Step 1: Load Context

步骤1：加载上下文

Read

.hex-skills/optimization/{slug}/context.md

from project root. Contains problem statement, profiling results, research hypotheses, and target metric.

If file not found: check conversation context for the same data (standalone invocation).

读取项目根目录下的

.hex-skills/optimization/{slug}/context.md

文件，包含问题描述、性能分析结果、研究假设和目标指标。

如果未找到该文件：从对话上下文提取相同数据（独立调用场景）。

Step 2: Pre-flight Validation

步骤2：前置校验

Check	Required	Action if Missing
Hypotheses provided (H1..H7)	Yes	Block — nothing to execute
Test infrastructure	Yes	Block (see ci_tool_detection.md)
Git clean state	Yes	Block (need clean baseline for revert)
Worktree isolation	Yes	Create per git_worktree_fallback.md
E2E safety test	No (recommended)	Read from context; WARN if null — full test suite as fallback gate

MANDATORY READ: Load

shared/references/git_worktree_fallback.md

— use optimization rows. MANDATORY READ: Load

shared/references/ci_tool_detection.md

— use Test Frameworks + Benchmarks sections.

检查项	是否必填	缺失时处理
提供了优化假设（H1..H7）	是	阻断流程 —— 无内容可执行
测试基础设施可用	是	阻断流程（参考ci_tool_detection.md）
Git状态干净	是	阻断流程（需要干净的基准线用于回滚）
工作树隔离可用	是	参考git_worktree_fallback.md创建
E2E安全测试	否（推荐）	从上下文读取；为空则告警 —— 降级使用全量测试集作为准入校验

强制阅读： 加载

shared/references/git_worktree_fallback.md

—— 使用优化相关配置项。 强制阅读： 加载

shared/references/ci_tool_detection.md

—— 使用测试框架 + 基准测试相关章节。

E2E Safety Test

E2E安全测试

Read

e2e_test_command

from context file (discovered by profiler during test discovery phase).

Source	Action
Context has `e2e_test_command`	Use as functional safety gate in Phase 2
Context has `e2e_test_command = null`	WARN: full test suite serves as fallback gate
Standalone (no context)	User must provide test command; block if missing

从上下文文件读取

e2e_test_command

（由分析器在测试发现阶段自动识别）。

来源	处理方式
上下文包含 `e2e_test_command`	作为阶段2的功能安全准入校验
上下文 `e2e_test_command = null`	告警：降级使用全量测试集作为准入校验
独立调用（无上下文）	用户必须提供测试命令；缺失则阻断流程

Phase 1: Establish Baseline

阶段1：建立基准线

Reuse baseline from performance map (already measured with real metrics).
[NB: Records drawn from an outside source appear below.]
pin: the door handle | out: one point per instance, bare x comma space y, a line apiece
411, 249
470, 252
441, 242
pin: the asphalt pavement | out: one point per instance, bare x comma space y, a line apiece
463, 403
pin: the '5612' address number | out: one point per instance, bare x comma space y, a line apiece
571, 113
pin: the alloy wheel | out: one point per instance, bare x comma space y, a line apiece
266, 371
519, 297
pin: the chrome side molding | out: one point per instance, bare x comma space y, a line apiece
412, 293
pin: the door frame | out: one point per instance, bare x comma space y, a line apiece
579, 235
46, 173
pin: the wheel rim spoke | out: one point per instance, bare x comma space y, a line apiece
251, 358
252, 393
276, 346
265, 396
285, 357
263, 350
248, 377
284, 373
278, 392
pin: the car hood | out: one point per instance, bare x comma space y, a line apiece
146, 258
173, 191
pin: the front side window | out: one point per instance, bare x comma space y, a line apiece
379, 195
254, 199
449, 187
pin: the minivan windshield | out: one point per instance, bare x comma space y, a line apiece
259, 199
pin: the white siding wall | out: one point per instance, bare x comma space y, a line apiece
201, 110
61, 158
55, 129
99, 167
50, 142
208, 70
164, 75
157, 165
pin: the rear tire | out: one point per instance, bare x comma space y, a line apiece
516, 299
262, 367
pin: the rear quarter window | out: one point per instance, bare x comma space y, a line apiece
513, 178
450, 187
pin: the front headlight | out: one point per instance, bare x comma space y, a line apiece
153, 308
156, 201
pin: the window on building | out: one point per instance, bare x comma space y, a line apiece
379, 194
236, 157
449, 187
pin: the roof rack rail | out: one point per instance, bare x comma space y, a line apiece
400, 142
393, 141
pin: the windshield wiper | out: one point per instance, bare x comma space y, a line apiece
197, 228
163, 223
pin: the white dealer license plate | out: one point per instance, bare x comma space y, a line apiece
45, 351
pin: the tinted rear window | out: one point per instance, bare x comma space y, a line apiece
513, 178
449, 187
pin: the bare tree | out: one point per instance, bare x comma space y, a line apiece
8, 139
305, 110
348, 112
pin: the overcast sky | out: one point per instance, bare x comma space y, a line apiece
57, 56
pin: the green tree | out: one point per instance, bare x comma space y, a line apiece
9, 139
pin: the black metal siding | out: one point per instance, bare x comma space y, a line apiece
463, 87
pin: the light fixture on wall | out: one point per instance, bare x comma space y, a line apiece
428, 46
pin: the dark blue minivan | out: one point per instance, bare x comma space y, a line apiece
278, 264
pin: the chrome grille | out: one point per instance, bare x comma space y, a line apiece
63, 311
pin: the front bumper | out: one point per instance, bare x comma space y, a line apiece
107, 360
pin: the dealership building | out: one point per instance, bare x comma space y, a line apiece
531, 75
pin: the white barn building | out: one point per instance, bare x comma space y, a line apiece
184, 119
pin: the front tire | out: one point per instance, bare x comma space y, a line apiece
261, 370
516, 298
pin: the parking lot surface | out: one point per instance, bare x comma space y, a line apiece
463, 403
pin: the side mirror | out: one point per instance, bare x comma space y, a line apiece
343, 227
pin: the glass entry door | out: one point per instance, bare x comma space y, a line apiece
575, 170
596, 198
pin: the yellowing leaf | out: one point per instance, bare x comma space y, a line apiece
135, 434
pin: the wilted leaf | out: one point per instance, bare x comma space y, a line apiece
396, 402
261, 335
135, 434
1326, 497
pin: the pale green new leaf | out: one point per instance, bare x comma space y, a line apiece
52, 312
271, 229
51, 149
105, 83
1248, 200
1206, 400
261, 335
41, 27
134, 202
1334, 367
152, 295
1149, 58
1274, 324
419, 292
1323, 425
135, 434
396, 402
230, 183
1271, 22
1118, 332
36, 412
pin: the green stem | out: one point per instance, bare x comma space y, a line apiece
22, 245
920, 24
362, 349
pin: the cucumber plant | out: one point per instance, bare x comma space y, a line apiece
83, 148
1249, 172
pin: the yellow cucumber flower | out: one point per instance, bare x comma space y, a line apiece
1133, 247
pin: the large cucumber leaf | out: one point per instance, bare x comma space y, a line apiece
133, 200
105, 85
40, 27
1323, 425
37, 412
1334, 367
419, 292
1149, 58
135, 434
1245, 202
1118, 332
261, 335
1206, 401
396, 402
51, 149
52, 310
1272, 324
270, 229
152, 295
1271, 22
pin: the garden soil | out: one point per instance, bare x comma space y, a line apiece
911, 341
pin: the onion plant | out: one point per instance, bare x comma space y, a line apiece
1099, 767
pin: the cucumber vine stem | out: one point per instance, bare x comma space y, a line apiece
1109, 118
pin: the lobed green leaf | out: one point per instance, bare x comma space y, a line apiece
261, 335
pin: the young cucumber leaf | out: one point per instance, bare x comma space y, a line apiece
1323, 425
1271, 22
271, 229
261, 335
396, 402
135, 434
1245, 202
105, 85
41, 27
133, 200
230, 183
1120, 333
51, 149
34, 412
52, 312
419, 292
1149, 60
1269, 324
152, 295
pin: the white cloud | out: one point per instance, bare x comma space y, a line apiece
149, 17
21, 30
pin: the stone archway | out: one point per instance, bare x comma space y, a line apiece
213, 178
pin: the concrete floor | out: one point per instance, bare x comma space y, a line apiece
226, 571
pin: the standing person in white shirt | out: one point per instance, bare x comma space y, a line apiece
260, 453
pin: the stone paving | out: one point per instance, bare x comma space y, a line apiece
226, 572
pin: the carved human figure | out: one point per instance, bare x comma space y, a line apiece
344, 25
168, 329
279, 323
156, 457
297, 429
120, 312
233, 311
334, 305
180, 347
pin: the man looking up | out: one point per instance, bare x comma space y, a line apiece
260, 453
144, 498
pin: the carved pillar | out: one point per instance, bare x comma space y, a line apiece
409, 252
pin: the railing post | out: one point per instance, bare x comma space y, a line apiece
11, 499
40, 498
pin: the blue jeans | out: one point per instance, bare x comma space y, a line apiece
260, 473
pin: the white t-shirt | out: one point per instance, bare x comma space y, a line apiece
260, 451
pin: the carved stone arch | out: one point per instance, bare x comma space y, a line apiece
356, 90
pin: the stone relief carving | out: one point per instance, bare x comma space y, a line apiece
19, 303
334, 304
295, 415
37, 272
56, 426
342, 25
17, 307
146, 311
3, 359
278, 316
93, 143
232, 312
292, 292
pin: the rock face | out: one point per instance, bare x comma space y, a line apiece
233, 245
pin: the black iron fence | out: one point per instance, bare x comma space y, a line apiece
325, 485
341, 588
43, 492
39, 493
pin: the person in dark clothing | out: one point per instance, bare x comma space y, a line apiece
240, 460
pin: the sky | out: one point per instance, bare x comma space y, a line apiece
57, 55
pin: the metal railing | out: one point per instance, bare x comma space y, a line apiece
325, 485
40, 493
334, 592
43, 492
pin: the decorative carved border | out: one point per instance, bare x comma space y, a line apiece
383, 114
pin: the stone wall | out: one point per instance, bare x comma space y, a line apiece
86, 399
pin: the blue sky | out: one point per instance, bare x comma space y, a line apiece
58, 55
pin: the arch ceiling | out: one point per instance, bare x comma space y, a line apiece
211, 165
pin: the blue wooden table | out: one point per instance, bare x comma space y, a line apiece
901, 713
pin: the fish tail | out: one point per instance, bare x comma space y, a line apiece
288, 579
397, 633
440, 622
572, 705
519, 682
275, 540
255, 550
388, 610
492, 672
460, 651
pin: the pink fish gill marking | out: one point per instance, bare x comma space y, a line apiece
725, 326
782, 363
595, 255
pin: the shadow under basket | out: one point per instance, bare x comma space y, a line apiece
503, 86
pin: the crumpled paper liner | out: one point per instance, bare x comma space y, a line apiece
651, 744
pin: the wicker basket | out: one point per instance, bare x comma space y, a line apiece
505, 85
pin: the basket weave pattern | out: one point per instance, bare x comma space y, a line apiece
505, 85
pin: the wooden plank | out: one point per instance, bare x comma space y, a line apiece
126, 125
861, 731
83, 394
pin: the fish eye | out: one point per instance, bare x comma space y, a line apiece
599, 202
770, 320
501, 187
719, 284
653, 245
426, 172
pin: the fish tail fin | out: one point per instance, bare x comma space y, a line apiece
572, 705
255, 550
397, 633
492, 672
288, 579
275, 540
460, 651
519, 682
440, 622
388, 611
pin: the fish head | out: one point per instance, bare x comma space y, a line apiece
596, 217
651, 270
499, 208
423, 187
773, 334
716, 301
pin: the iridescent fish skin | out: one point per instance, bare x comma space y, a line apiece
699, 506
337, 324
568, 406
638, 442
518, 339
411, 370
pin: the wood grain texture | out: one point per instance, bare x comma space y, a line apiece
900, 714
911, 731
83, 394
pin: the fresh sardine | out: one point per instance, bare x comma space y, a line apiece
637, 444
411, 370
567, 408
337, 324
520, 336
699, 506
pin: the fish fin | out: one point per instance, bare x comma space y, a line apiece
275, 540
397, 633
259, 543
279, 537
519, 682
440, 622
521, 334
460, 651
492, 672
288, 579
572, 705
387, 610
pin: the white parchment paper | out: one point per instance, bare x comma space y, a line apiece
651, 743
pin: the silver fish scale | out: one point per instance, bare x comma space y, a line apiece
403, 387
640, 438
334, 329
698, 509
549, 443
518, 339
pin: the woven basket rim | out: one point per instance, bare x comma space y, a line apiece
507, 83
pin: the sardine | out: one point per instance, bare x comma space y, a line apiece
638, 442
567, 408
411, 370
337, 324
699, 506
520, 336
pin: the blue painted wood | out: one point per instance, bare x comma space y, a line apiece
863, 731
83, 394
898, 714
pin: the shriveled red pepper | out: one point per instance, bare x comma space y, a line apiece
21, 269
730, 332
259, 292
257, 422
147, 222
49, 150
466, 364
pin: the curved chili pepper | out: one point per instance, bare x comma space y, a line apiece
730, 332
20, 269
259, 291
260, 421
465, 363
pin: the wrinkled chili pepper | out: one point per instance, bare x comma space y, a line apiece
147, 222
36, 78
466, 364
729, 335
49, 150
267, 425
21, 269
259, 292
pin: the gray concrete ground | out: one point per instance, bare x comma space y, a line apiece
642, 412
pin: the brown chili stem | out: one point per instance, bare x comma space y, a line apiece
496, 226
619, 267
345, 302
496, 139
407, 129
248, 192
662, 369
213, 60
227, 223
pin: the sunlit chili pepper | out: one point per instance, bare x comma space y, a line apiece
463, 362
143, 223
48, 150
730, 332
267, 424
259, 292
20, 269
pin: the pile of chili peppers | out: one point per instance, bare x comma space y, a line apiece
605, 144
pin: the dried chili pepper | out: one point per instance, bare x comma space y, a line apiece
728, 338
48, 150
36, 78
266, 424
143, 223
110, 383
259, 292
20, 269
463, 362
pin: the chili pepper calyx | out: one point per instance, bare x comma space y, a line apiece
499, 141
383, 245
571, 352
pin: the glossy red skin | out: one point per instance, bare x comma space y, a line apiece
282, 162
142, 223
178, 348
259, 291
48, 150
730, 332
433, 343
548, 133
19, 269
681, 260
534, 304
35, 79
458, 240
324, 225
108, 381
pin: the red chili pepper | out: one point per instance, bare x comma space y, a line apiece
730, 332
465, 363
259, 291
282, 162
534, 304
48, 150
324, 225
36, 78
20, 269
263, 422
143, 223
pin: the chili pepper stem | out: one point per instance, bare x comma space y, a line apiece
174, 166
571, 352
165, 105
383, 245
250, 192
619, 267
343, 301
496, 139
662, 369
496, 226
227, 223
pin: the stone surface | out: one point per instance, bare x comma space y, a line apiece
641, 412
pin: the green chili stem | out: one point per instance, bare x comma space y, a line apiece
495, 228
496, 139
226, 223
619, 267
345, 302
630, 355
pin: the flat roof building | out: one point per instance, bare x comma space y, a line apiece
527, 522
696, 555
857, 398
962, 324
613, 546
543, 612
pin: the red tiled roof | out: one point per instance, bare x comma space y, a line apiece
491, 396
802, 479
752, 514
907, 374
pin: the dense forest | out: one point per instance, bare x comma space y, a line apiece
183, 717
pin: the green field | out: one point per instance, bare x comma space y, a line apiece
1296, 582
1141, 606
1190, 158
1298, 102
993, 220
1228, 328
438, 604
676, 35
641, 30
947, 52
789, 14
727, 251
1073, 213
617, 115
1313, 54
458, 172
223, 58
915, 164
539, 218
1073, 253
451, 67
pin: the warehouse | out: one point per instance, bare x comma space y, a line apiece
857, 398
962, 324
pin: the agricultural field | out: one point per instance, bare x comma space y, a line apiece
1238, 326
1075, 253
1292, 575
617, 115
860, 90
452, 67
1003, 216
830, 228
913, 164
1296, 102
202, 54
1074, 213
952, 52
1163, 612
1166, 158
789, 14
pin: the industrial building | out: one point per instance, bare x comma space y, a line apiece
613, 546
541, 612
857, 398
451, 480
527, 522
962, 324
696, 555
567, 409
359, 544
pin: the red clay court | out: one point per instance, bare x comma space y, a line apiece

复用性能映射表中的基准线（已通过真实指标完成度量）。

From Context File

从上下文文件获取

Read

performance_map.baseline

and

performance_map.test_command

from

.hex-skills/optimization/{slug}/context.md

Field	Source
`test_command`	Discovered/created test command
`baseline`	Multi-metric snapshot: wall time, CPU, memory, I/O

从

.hex-skills/optimization/{slug}/context.md

读取

performance_map.baseline

和

performance_map.test_command

。

字段	来源
`test_command`	自动识别/创建的测试命令
`baseline`	多维度指标快照：耗时、CPU、内存、I/O

Verification Run

校验运行

Run

test_command

once to confirm baseline is still valid (code unchanged since profiling):

Step	Action
1	Run `test_command`
2	IF result within 10% of `baseline.wall_time_ms` → baseline confirmed
3	IF result diverges > 10% → re-measure (3 runs, median) as new baseline
4	IF test FAILS → BLOCK: "test fails on unmodified code"

执行一次

test_command

确认基准线仍然有效（性能分析后代码未发生变更）：

步骤	处理方式
1	执行 `test_command`
2	如果结果在 `baseline.wall_time_ms` 的10%波动范围内 → 基准线验证通过
3	如果结果偏差超过10% → 重新度量（执行3次取中位数）作为新基准线
4	如果测试失败 → 阻断流程：提示「未修改的代码上测试执行失败」

Phase 2: Strike-First Execution

阶段2：批量优化执行

MANDATORY READ: Load optimization_categories.md for pattern reference during implementation.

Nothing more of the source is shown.